STAFF SPOTLIGHT

If you’ve volunteered with us in recent years, you might recognize these familiar faces —Vicky Vail and Lorne Kelley are back! Lorne is stepping back into his role as QCT’s Technical Director and Vicky Vail will be acting as our Development Coordinator. Get to know a little more about them!
1. What was your most memorable moment working on a production at QCT?
Lorne – Every show is a unique experience and has so many moments it’s hard to choose.
2. If you could play any role in any play or musical, which one would it be and why?
Vicky – I would love to play Anita in West Side Story because I absolutely love the strength and sass that she has.

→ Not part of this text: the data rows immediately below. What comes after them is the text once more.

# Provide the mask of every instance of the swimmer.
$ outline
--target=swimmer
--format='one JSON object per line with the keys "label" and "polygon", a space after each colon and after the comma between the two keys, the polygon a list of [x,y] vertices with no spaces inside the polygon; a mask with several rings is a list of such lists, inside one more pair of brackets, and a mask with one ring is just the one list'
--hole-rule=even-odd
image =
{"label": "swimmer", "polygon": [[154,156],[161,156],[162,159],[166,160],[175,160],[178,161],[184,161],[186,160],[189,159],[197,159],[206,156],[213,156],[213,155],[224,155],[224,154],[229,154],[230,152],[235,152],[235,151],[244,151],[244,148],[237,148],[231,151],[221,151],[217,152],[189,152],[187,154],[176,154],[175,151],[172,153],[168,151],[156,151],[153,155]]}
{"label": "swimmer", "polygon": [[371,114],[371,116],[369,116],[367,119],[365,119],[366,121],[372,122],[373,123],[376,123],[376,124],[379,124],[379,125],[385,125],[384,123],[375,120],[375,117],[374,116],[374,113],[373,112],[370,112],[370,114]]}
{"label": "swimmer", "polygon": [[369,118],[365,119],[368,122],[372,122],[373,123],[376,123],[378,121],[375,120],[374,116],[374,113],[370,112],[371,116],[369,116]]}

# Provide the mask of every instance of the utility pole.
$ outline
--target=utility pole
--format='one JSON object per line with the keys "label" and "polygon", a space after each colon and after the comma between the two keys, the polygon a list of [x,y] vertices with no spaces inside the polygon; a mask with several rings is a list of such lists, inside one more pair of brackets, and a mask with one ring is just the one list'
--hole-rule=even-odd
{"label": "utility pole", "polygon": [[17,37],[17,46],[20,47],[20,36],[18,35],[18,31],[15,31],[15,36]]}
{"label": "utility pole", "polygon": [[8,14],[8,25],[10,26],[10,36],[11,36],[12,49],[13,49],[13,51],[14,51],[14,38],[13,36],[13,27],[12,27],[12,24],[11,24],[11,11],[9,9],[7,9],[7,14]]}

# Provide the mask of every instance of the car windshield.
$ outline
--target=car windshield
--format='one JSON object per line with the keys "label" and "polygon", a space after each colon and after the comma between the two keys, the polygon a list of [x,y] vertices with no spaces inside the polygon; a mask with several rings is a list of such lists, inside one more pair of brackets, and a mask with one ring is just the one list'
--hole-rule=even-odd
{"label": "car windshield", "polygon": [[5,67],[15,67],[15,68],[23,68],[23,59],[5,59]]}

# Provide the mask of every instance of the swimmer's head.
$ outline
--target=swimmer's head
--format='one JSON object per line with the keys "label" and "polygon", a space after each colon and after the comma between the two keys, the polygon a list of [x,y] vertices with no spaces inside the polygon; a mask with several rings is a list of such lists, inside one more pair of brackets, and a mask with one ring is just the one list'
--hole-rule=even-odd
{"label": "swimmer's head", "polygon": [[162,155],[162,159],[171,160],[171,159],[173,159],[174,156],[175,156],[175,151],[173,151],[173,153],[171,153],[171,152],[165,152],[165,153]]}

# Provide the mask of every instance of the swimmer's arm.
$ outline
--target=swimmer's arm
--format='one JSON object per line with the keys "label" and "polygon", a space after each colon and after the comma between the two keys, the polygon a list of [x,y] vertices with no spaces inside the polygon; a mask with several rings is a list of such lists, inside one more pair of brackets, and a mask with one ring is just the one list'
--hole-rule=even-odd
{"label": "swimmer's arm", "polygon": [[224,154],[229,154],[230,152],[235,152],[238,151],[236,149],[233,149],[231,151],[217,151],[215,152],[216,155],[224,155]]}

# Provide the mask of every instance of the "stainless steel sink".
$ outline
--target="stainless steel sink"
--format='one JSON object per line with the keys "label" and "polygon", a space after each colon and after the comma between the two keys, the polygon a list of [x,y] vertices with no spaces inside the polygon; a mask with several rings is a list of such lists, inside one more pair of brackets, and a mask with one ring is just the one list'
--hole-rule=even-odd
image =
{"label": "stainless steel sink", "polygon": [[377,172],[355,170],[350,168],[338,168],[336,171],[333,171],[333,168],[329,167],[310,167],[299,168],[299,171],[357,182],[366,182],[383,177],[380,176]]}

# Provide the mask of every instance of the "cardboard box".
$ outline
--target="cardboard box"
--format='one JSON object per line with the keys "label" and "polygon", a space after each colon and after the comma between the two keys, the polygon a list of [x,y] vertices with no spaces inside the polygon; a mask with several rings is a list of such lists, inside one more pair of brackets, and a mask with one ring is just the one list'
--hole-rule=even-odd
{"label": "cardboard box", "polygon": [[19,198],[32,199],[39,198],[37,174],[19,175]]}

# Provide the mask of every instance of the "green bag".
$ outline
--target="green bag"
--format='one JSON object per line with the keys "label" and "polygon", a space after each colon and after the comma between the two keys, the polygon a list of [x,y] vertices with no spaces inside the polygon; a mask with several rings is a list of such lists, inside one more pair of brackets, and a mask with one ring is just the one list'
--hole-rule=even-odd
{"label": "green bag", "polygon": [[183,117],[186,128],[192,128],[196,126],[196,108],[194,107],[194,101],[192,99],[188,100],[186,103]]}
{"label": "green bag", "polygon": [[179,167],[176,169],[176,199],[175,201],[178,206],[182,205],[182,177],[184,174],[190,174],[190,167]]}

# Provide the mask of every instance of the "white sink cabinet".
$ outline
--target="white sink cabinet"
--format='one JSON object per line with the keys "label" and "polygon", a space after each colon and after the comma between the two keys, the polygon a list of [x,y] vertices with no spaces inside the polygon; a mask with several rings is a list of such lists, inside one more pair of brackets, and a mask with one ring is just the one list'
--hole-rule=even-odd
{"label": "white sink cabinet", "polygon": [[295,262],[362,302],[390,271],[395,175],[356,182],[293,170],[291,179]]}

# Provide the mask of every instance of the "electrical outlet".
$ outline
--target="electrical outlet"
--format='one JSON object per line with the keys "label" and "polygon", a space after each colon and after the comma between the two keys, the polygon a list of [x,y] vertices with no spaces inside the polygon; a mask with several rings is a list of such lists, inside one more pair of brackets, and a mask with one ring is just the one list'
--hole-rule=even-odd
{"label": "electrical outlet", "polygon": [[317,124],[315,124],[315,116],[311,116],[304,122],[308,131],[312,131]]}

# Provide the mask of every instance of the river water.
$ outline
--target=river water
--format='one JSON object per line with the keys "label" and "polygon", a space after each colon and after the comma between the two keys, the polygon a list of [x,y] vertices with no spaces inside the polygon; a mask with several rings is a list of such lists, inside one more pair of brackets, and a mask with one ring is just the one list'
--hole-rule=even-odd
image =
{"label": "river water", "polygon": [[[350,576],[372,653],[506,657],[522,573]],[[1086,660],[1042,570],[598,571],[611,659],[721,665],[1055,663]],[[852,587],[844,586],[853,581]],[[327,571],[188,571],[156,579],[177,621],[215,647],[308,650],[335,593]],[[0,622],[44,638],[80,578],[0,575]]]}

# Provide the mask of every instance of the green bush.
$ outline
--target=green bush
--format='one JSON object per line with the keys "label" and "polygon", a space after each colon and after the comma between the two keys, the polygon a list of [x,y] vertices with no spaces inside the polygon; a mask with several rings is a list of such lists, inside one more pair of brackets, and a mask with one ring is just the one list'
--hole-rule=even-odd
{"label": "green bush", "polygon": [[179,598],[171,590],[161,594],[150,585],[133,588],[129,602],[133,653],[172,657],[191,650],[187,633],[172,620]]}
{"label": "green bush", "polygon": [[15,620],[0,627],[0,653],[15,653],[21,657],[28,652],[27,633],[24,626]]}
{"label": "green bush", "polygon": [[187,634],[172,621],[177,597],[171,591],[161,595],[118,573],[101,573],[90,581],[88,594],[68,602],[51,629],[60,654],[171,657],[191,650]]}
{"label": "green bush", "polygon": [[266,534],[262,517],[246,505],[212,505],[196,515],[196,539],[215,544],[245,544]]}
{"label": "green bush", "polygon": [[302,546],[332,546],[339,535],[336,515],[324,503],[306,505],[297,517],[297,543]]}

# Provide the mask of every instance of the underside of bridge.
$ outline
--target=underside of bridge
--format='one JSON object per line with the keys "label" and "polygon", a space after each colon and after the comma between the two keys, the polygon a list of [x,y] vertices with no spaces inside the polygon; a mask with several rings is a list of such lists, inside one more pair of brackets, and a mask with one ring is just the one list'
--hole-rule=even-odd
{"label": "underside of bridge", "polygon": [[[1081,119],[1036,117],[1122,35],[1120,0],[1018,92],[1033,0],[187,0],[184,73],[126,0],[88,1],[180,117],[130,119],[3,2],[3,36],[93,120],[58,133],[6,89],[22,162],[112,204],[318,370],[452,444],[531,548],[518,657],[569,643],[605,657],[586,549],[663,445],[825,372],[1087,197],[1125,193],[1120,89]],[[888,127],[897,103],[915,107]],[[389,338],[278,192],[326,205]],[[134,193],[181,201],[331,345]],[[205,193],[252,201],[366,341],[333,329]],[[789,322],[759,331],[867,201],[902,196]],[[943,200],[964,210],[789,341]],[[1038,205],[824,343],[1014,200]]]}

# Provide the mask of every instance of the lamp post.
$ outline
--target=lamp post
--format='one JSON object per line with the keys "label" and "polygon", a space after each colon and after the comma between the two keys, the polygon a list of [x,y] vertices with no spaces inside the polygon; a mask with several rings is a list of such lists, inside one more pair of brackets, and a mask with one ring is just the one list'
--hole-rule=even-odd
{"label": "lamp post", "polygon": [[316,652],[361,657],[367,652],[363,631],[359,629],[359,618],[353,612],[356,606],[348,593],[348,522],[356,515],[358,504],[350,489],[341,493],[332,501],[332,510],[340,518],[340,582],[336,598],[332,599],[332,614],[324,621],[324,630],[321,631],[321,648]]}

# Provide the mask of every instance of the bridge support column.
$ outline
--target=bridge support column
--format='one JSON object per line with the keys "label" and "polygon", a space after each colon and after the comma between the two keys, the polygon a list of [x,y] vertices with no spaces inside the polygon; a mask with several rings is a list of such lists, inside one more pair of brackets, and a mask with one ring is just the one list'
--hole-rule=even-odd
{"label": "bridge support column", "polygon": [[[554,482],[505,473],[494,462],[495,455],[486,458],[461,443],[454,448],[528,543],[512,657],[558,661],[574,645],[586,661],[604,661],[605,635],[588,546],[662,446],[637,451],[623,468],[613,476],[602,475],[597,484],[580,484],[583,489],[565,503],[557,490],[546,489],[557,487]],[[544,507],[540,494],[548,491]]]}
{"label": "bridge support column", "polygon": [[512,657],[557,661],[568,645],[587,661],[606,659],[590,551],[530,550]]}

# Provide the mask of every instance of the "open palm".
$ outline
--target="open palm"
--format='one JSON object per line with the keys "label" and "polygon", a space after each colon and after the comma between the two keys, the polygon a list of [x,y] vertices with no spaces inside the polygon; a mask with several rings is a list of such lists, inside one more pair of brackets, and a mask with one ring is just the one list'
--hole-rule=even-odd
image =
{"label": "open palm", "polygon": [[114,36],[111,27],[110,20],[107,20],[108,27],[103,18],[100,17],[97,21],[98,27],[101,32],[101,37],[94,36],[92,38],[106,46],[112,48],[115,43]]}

I love how she fights for her community and pushes those around her to challenge themselves. I love how it tells of both the joys and the struggles that the Latinx population experienced in building lives for themselves in this country (which hits home for me since my mom is a first-generation American). I would love to one day get to pay tribute to my heritage by playing that character.
Lorne – Nathan Detroit from Guys and Dolls, and eventually Arvide from the same show (once I’m old enough…) I have already had the opportunity to play Nicely-Nicley Johnson, Harry the Horse, and Sky Masterson in different productions of Guys and Dolls so I’d like to try some new roles.
3. What’s the funniest mishap you’ve seen during a live performance?
Vicky – At a Shakespeare Theatre that I worked at in grad school we were working on a production of Hamlet when a bat started flying around inside of the theater. The productions were all performed with the lights on, so the audience and the actors were totally aware of the bat. What was hilarious was that the actors went off script and the gravedigger said the line “Here is a man. There is a bat. Here is a man who does not like bats.” He broke the tension in the room, we all laughed, and then the bat proceeded to fly backstage. I was both terrified and so entertained at the same time.
Lorne – Watching a cast mate sing out the Meow Mix ditty while acting like a lost kitten in Seven Brides for Seven Brothers.
4. How did you first get involved with QCT?
Vicky – The first show I got to work on was Bye, Bye Birdie in the summer of 2019 as the Stage Manager. I got to see the beauty of how QCT brings together community members from all different ages, backgrounds, and ways of life. I have been hooked ever since!
Lorne – I stepped into the role of Technical Director with QCT in 2017.
5. If our theatre could produce any show with an unlimited budget, what would you choose and why?
Lorne – Unlimited resources is a daunting concept, an all-out production of Man of La Mancha or The Scarlet Pimpernel would be incredible.
6. Do you have a favorite spot or hidden gem in the theatre that most people don’t know about?
Vicky – My favorite place to sit and watch a show is in the lighting booth. I love getting to see how a production comes together from up there and I love listening to the stage manager call a show.
Lorne – I like to lay flat on my back looking up at the grid center stage when the deck is empty and only the ghost light is on.
7. What’s one thing you wish the audience knew about what goes on behind the scenes?
Vicky – My favorite part of making theatre is the camaraderie that develops backstage. The relationships that are forged through the process of creating art together, figuring out how to make a costume change work, connecting with your scene partners, or that time you all hit the chord perfectly for the first time; those are memories that I will cherish so deeply for the rest of my life. That is why, for me, theatre is worth all of the blood, sweat, and tears (sometimes both literally, as well as figuratively)! That is why theatre will always be the place I call home.
Lorne – Everything…if only they knew.
8. Who is your favorite playwright or composer, and what’s your favorite work by them?
Vicky – My favorite playwright is Tennessee Williams and my favorite play he wrote is Streetcar Named Desire. Even though it is full of some really difficult themes, it is such a powerful story about the complexities of navigating different cultures, families, and expectations.
Lorne – That is too hard to pick.
9. What’s the best/most memorable costume or set piece you’ve seen or worked with here?
Lorne – Helping to put together the Giant’s costume and stilts for our production of “Big Fish”.
10. If you could have dinner with any historical theatre figure, who would it be and what would you ask them?
Lorne – Moss Hart. Just to hear the stories he could tell.